2. The method as claimed in claim 1, wherein the first item of object information and/or the second item of object information are generated on the basis of similarities in a surrounding region of the input.
3. The method as claimed in claim 1, wherein the first item of object information and/or the second item of object information are determined by a neural network of the electronic computing facility.
4. The method as claimed in claim 1, wherein at least the first image and/or the second image are captured by a camera as the capturing facility.
5. The method as claimed in claim 1, wherein an RYB image with the object is captured as the first image and/or as the second image.
6. The method as claimed in claim 1, wherein a depth image with the object is captured as the first image and/or the second image.
7. The method as claimed in claim 1, wherein:
an RYB image with the object is captured as the first image and/or as the second image and a depth image with the object is captured as the first image and/or the second image; and
RYB information from the RYB image and depth information from the depth image are used to determine the first item of object information and/or the second item of object information.
8. The method as claimed in claim 1, wherein the first image and the second image are captured by an automated unit having the capturing facility.
9. The method as claimed in claim 8, further comprising generating control commands for the automated unit bythe electronic computing facility so that at least two positions are approached by the automated unit on the basis of the control commands; and
wherein a respective image with the object is captured at a respective position.
10. The method as claimed in claim 1, further comprising verifying the input of the operator by a neural network.
11. The method as claimed in claim 1, further comprising, before generating the training data, displaying the first item of object information and/or the second item of object information to the operator on the display facility for confirmation.
12. The method as claimed in claim 1, further comprising, before generating the training data, capturing additional further input from the operator with respect to a further position of the object in the first image and/or the second image.
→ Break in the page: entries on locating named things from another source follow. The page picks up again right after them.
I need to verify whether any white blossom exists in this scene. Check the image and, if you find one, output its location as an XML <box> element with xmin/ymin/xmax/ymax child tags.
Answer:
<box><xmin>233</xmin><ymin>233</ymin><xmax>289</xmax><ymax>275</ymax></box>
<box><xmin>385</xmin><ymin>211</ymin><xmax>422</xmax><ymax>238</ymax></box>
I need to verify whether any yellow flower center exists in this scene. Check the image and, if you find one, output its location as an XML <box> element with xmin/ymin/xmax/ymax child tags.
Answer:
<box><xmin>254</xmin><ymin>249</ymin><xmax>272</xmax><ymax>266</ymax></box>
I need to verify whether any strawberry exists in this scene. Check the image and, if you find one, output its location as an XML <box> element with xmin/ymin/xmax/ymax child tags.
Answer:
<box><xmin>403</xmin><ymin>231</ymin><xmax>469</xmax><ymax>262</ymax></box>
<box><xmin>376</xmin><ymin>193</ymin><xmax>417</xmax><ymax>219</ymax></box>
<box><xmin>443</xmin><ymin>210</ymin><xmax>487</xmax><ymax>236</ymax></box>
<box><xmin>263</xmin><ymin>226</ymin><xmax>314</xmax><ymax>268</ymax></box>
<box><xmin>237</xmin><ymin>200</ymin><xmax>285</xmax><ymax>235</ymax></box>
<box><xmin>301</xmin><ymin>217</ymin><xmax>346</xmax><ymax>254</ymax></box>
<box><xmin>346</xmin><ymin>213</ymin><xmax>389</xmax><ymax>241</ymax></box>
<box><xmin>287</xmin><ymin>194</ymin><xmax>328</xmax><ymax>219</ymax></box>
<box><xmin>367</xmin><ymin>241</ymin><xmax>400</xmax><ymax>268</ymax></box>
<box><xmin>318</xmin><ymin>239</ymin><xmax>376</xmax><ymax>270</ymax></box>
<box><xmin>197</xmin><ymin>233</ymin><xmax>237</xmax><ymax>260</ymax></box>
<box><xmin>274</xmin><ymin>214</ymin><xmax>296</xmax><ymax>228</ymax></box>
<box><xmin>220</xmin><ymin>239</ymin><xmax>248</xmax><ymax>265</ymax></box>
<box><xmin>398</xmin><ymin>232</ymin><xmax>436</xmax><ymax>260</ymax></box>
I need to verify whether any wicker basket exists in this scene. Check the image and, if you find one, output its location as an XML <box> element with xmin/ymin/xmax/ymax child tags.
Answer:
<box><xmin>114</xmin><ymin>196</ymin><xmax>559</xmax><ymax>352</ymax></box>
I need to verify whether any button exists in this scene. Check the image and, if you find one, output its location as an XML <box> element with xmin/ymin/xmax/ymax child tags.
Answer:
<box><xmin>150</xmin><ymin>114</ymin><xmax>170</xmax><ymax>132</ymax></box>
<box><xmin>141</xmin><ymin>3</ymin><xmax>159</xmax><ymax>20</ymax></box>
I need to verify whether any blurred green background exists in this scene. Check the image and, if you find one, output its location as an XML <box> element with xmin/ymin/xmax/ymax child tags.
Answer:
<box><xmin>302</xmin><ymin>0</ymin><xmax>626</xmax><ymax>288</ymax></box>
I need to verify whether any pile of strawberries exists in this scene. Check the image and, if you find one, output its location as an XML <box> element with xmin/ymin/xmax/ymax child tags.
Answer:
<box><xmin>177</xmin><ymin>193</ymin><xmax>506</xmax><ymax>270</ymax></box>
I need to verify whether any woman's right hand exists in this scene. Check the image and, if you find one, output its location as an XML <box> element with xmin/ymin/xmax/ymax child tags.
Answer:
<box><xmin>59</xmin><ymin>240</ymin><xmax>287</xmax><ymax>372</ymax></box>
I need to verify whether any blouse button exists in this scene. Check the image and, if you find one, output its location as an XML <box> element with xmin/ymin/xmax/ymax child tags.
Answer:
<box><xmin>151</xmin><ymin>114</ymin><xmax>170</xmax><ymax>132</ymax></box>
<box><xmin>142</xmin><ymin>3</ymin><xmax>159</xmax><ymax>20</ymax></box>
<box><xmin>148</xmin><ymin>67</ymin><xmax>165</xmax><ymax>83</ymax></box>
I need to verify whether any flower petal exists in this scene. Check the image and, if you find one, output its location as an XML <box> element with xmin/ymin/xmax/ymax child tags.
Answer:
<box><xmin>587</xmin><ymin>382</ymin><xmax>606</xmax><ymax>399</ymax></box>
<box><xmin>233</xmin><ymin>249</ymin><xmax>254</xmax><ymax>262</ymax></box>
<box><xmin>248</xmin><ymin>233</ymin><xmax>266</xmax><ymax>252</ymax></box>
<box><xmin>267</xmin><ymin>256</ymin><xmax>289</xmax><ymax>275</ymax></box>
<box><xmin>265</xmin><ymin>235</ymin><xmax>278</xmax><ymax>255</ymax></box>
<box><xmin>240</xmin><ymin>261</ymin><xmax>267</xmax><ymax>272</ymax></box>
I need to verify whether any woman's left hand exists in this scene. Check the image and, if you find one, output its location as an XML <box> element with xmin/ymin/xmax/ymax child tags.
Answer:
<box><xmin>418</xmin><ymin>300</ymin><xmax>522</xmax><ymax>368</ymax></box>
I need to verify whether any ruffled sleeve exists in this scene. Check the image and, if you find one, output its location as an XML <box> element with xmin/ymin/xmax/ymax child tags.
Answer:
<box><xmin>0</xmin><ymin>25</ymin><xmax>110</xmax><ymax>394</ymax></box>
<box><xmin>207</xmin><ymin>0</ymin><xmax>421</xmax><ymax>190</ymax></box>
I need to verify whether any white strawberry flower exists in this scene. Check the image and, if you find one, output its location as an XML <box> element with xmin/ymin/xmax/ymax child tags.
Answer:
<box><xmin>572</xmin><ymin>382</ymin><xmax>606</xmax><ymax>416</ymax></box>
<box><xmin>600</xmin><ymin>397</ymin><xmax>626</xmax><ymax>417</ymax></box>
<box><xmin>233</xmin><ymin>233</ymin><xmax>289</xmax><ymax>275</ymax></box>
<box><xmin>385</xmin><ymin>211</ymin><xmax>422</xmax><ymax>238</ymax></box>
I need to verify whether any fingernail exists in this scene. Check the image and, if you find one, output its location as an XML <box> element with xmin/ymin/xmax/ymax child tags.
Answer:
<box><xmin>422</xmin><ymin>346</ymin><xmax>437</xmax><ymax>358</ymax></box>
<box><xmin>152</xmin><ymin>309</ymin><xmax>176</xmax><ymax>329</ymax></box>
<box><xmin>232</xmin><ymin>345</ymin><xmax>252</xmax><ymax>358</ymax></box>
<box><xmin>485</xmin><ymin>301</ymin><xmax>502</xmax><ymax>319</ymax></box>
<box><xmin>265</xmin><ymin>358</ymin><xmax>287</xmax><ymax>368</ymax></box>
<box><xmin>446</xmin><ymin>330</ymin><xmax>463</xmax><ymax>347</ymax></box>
13. A training system for generating training data for an object for training an artificial intelligence system, the system comprising:
a capturing facility to: capture a first image with the object from a first perspective using the, and capture a second image with the object from a second perspective different from the first perspective;
a display facility to display the first image on a display facility of the training system;
an input facility to capture input of an operator of the training system with respect to a position of the object in the displayed first image; and
an electronic computing facility to: determine the object in the first image based at least in part on the input using an electronic computing facility of the training system, generate a first item of object information based on the determined object in the first image, determine the object in the second image based at least in part on the determined first item of object information, generate a second item of object information based at least in part on the determined object in the second image, and generate training data for the object at least in part on the first item of object information and the second item of object information by the electronic computing facility.